Filed under: Life — crazygina @ 4:05 pm

In my last relationship I knew that things were turning south when our relationship started turning into only having conversations about my cat. He would send me pictures of him and the cat, and would talk most of the day about what the cat was doing. I love my cat don’t get me wrong…. but I hope this isn’t the start of the end of all of it… as this relationship has started to turn to the cat… Perhaps my cat is just extremely seductive and irresistible… which she is. I will have to keep an eye on her. 

feeling weak

Filed under: Life — Tags: , , , — crazygina @ 12:21 pm

I feel weak. I feel like I let myself down. I feel used and manipulated. 

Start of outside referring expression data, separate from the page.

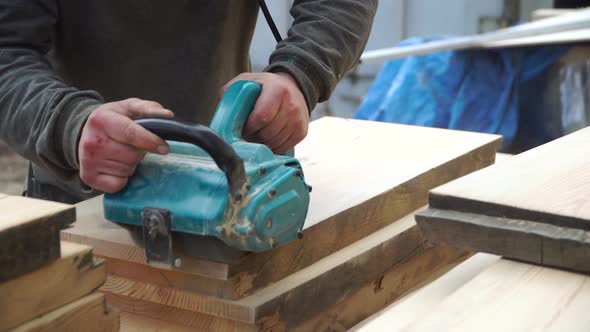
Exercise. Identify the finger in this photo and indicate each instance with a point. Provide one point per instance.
(296, 136)
(271, 133)
(124, 130)
(123, 153)
(108, 183)
(266, 108)
(243, 76)
(115, 168)
(135, 107)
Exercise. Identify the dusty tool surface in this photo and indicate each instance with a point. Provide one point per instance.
(356, 247)
(352, 198)
(533, 207)
(379, 268)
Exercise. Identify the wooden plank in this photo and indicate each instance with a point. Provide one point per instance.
(345, 205)
(395, 283)
(533, 242)
(29, 233)
(89, 313)
(532, 207)
(69, 278)
(420, 303)
(299, 297)
(136, 323)
(511, 296)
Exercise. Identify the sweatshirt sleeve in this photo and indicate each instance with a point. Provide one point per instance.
(41, 117)
(324, 42)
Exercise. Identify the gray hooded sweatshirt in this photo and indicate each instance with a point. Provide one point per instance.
(61, 59)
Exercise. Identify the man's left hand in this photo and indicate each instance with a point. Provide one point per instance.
(280, 117)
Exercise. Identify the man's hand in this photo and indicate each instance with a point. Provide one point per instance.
(280, 117)
(112, 144)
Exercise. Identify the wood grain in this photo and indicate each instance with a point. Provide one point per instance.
(422, 302)
(533, 242)
(393, 285)
(89, 313)
(533, 207)
(346, 204)
(511, 296)
(29, 233)
(301, 296)
(69, 278)
(549, 184)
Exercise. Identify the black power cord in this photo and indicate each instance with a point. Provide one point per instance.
(270, 21)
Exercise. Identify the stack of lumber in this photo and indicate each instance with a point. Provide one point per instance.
(47, 284)
(360, 250)
(489, 293)
(533, 207)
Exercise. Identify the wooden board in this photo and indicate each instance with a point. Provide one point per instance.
(511, 296)
(365, 175)
(89, 313)
(69, 278)
(534, 207)
(29, 233)
(396, 257)
(421, 302)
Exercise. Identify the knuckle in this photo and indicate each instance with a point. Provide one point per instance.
(86, 161)
(86, 177)
(129, 133)
(132, 100)
(90, 144)
(95, 119)
(291, 107)
(262, 117)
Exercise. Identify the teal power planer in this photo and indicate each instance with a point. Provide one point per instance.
(214, 196)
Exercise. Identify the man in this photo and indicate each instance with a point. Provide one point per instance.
(74, 73)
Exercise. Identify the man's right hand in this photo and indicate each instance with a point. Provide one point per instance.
(112, 144)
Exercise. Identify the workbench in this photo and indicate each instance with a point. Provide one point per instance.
(490, 293)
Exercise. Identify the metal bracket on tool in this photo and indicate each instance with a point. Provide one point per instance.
(157, 236)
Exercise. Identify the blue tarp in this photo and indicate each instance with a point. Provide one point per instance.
(476, 90)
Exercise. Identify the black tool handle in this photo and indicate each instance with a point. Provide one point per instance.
(222, 153)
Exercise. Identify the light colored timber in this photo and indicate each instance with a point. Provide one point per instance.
(70, 277)
(336, 279)
(512, 296)
(532, 207)
(29, 233)
(88, 314)
(421, 302)
(360, 185)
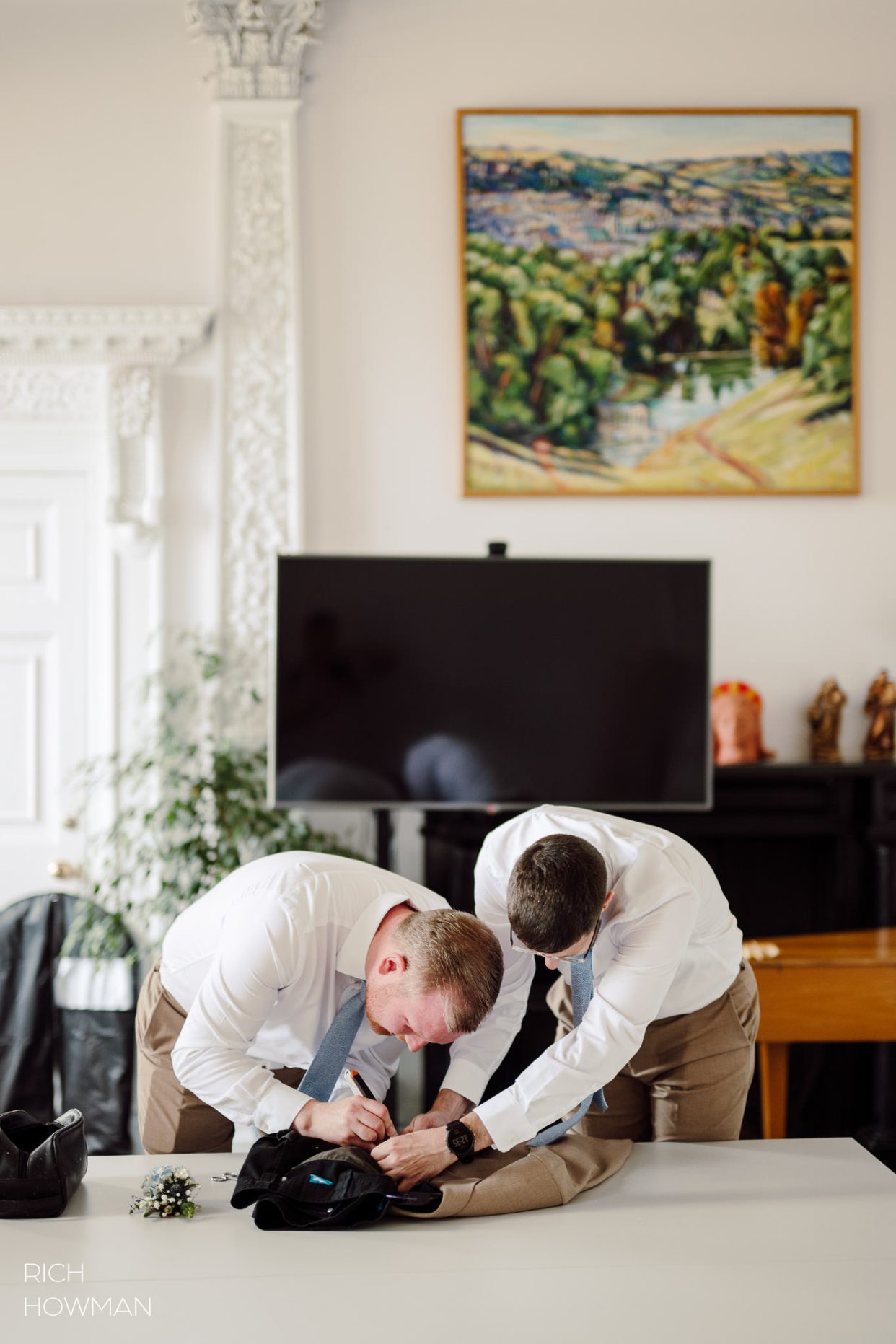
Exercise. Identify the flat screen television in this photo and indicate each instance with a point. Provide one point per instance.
(491, 683)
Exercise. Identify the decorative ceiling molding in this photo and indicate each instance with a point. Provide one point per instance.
(257, 45)
(107, 335)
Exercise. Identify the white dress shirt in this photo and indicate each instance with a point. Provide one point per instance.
(668, 945)
(263, 964)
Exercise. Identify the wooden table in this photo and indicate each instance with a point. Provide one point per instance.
(821, 987)
(731, 1244)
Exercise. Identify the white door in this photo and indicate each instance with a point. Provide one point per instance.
(45, 582)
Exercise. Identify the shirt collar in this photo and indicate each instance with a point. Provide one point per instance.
(352, 954)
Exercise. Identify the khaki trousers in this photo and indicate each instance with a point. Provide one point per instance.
(526, 1177)
(171, 1118)
(690, 1079)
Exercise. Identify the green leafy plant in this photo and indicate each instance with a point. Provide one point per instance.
(191, 808)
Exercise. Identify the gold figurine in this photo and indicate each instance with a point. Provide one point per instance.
(824, 719)
(882, 706)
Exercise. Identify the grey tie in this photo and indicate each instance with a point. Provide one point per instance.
(582, 981)
(335, 1049)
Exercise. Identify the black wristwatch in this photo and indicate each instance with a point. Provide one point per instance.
(460, 1140)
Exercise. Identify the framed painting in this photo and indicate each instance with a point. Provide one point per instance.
(660, 303)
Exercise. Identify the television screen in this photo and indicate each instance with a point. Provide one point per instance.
(457, 683)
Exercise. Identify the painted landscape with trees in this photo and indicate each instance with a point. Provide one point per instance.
(659, 304)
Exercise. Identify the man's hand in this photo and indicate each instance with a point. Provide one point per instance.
(414, 1157)
(447, 1107)
(353, 1121)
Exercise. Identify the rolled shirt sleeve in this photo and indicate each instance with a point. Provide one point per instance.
(477, 1055)
(257, 956)
(626, 1001)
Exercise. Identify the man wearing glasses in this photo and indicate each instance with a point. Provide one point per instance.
(657, 1011)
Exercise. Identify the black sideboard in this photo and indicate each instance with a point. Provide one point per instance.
(799, 848)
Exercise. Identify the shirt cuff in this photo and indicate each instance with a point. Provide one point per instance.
(465, 1079)
(278, 1108)
(506, 1121)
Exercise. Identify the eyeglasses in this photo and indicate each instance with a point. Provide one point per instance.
(579, 956)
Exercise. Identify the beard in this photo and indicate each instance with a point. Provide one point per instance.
(375, 1026)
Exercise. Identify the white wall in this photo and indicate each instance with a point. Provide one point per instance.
(107, 196)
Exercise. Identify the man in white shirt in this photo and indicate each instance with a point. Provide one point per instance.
(253, 975)
(669, 1032)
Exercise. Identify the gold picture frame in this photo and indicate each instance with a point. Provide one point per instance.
(660, 302)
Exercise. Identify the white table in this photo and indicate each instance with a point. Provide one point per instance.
(706, 1244)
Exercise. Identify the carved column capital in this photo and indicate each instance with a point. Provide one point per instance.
(257, 45)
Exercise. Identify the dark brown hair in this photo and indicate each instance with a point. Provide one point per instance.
(555, 892)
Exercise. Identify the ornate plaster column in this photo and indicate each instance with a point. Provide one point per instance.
(257, 48)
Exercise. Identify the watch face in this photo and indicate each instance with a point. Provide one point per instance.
(461, 1140)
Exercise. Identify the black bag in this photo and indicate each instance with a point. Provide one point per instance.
(40, 1166)
(308, 1185)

I know that I can’t change the past, I can only change my future. At the same time.. I know that addiction can turn people into someone they are not….without even realizing how his actions may be affecting others. I am upset at myself but… I know I shouldn’t beat myself up for giving in and driving him to the dealers house. We all have moments of weakness and it sounds like we both were having one. I plan to keep myself in check and next time I will be stronger. I will be able to say NO…and saying NO does not mean I don’t love him or care about him no matter what he says… drugs will make people say anything.

I am a smart person. I am a loving giving caring person. I need to be VERY clear with him on what my boundaries are and I need to stick to them. If refusing to take him to get drugs means he won’t be with me, then he needs to find someone who will…because I won’t do that anymore. 

I promise myself that I won’t do it ever again. No matter how much he guilts me or gets upset. I will not hold it against him now…what’s done is done. I will just know for myself and for the future. 

November 21, 2012

angry

Filed under: Life — Tags: , , — crazygina @ 3:58 pm

I am angry. I am frustrated. I am upset. I am fed up. I am anxious. I am sad. I have lost my patience. 

I need peace, I need guidance, I need help.

I feel overwhelmed and over-used… over something.

Maybe I just need a nap. 

November 18, 2012

More time…

Filed under: Life — Tags: , , — crazygina @ 8:00 pm

As the past becomes the past … as humans we have a hard time letting it go, not letting it impact us, yet it always does. We are who we are due to out past… our experiences. People will build resentment towards others when there is a lack of communication. 

Within ourselves we have the ability to let things go – to live a life in peace and serenity… to control our minds and emotions. Where does the line lie between letting something go and being content and just pushing things aside and becoming numb? There surely must be a significant difference. 

Working through emotions and settling for bad treatment in life I can justify because of my free thinking and ability to forgive easily.. or so I thought. What if it isn’t what I thought? What if my ability to forgive easily isn’t really that? What if it is really my low self worth and low self esteem that I can “put up with anything.” Is that something to be proud of? I doubt it… or is it? 

I do not really know the difference. My mind has been racing. I have been struggling to process the past few days and I have no idea what to think. In my heart I make excuses and forgiveness for others.. but my brain says that my heart is weak and I need to think more rationally. 

What is it going to take for me to feel that I am making the “right” decisions? I sometimes wonder if I exaggerate or not … I constantly question my own motives and my own ideas… my own feelings. As if someone else should back me up or validate my feelings. I validate my own feelings but when they are dismissed, I question them, which causes me emotional pain. 

I keep wondering and keep hoping that somehow things will become clear to me. In my mind they are clear, in my heart – they are not. The struggle of humanity really… heart vs. brain. This is nothing new. 

Do I have to let this anguish take over the parts of my brain that are open to influence? I am hesitant to make any conclusions… the uncertainty is confusing. All of it… and it is hard to talk to someone about it.. hard to share, because without the heart involved, the whole thing is basically irrational. 

You can say that there are solutions… a definitive answer…but… is there really??